I’ve been working in youth ministry fifteen years now. I currently serve as youth pastor at Jacob’s Well Church in Kansas City, Missouri, overseeing fifth grade all the way into the twenties. I’ve been at JW since 2011 and was previously part of the youth ministry leadership for seven years at Hillcrest Covenant Church in Prairie Village, Kansas, the church where I grew up and was a teenager myself.

 

What have been the best resources and experiences you had in your time at Central? What were your key take-aways from seminary?

More than anything else, seminary woke me up to the story of God in Scripture and throughout history. I found myself most captivated in Interpretation and Hebrew Bible class with Dr. Wallace Hartsfield. Scripture evolved in my mind beyond a fixed unit of beliefs into a beautifully complex story written by countless individuals over centuries of time and space. I am fascinated by the process of making meaning out of an ancient and mysterious text. It’s part theology, part archeology, sociology, ideology, and part work of literary genius, out of which comes Truth for not only my life but everybody else’s too? Fascinating book, the Bible.


Additionally, I think four years of seminary classes trained me to think theologically and approach life with creativity. God creates and we get to be co-creators with the divine. When we lean into the creative process in whatever form it takes, we’re choosing to participate with God’s ongoing work in our world. I learned to take risks, try new things, and that there wasn’t just one way to be a pastor or do ministry. I was thankful for that outlook on ministry from Central.

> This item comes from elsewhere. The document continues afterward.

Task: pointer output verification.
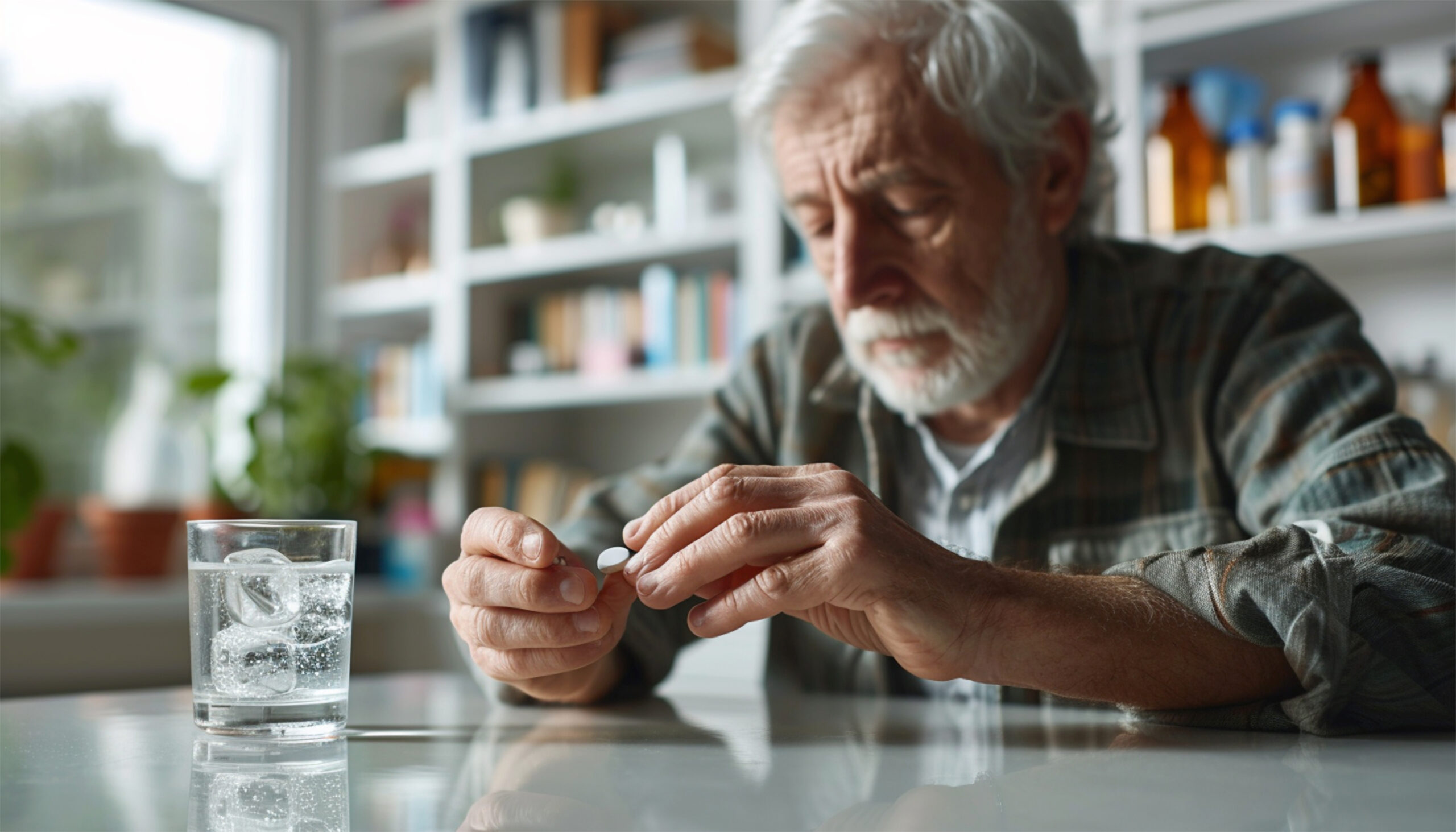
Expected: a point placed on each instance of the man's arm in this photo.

What is bringing you joy in this hard season of COVID? What hobbies, activities, adventures, family connections are keeping you healthy?

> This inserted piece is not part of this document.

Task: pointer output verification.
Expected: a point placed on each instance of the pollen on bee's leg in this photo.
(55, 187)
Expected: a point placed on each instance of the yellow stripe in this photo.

Every year I set the same reading goal for myself, and every year I come up just a bit short. Until 2020. I have absolutely crushed my goal this year because, honestly, what else is there to do? Reading has long been a passion of mine and perhaps for the first time in my life my “to read” pile isn’t growing out of control. Reading is extremely important to me – my book club is coming up on 10 years together and 100 books read very soon! – and having extra space to learn, explore, and grow with so many writers and teachers has been very life-giving.


Authors I’ve been sitting with in 2020: Walter Brueggemann, Stephen King, Brandon Sanderson, Patrick Rothfuss, Ursula K. Le Guin, Rowan Willams, Amal El-Mohtar and Max Gladstone, Robert Alter and C.L. Seow. Those last two (Seow and Alter) are indicative of some post-seminary work I’ve been doing learning biblical Hebrew. The best book I’ve read in 2020 is either This is How You Lose the Time War (El-Mohtar & Gladstone) or The Name of the Wind (Rothfuss).


My wife, Karlie, and I are always chasing our kids around too. Jackson is four. Lainey is two. They keep us very busy. We spent ten days on Lake Michigan this summer, and for those of you from the Midwest: quit spending crazy money and energy trying to jet to the coasts to sit on a beach. Michigan is the beach vacation you didn’t know you were looking for, but – shh! – it’s a secret, so don’t tell anyone else, ok?


No, 2020 has not been an easy year. Joy and hope have felt vaporous at times. Expectations for life and for myself have repeatedly come up short. The opportunity for me has been to allow life to slow down enough to be present to what God has for me each day, each moment. 2020 has revealed to me what’s truly valuable in my life and has reminded me of my true identity as a child of God. We forget that, or at least I do, fairly regularly. Reading and time with my family have helped me stay healthy/sane this year.